L'autre homme prit Sasuke dans ses bras solides chauds, et le brun perdit le peu de contrôle qu'il avait, il éclata en sanglots dans les bras de son ami de longue date.
-Sasuke ?
L'homme à la chevelure rousse resserra sa prise sur son ami d'enfance, ne comprenant pas ce qu'il se passait. Sasuke n'avait en aucun cas été une personne à donner libre cours à ses émotions alors pour que celui-ci fonde en larmes dans ses bras quelque chose n'allait définitivement pas.
-Okay. Ça va aller, aller suis-moi, je te ramène chez moi.
L'Uchiha hocha seulement de la tête. Il se décolla de son ami, tentant de reprendre contenance. La chaleur de celui-ci, et la joie réelle de l'avoir vu avait brisé les derniers remparts qu'il avait. Jûgo avait été un de ses premiers amis encore plus proches que Neji et Shikamaru. Il avait malheureusement dû déménager lorsqu'il avait eu 16 ans aux US pour le travail de son père. Ensemble depuis l'âge de 4 ans, la séparation avait été extrêmement difficile. Après tout, ils avaient grandi ensemble, découvert leur homosexualité ensemble, mais avaient décidé rapidement qu'ils ne se mettraient jamais en couple. Leur amour était beaucoup plus fraternel qu'autre chose.

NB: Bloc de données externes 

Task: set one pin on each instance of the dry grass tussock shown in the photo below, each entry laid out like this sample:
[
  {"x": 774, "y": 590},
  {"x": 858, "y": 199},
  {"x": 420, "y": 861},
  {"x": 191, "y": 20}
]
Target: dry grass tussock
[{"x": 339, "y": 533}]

Sasuke l'avait gardé dans l'ignorance ainsi qu'espacer leurs discussions lorsque tout avait commencé à tomber en morceaux pour sa famille. Ainsi, son ami ne connaissait rien de tous les déboires qu'il avait connus ces dernières années. Mais Jûgo avait réagi comme s'ils s'étaient quittés la veille, et Sasuke devait admettre que ça lui faisait un bien fou de le revoir. Ils marchèrent en silence, le rouquin avait mis sa main sur l'avant-bras de Sasuke, comme pour s'assurer qu'il ne se sauverait pas. Quelques minutes plus tard, ils arrivèrent devant un hôtel de luxe du centre-ville, le gardien tenta de s'interposer et refuser l'accès au noiraud. Mais accepta bien promptement lorsque Jûgo lui expliqua en terme poli qui il était.
Sasuke en fut impressionné. Son ami avait définitivement bien réussi sa vie et il était fier de lui, mais il avait encore plus honte de ce qu'il était devenu. Une fois dans la suite de son ami, celui-ci l'invita à s'installer confortablement car ils devaient avoir une petite discussion. Sasuke roula des yeux, mais savait qu'il devait parler avec Jûgo, non, il éprouvait le besoin de parler avec lui. Le rouquin avait toujours été une personne ressource pour lui dans le passé lorsqu'il faisait face à des difficultés. Alors l'Uchiha s'installa confortablement sur le sofa moelleux face à son ami d'enfance et se lança dans une longue narration des dernières années de sa vie.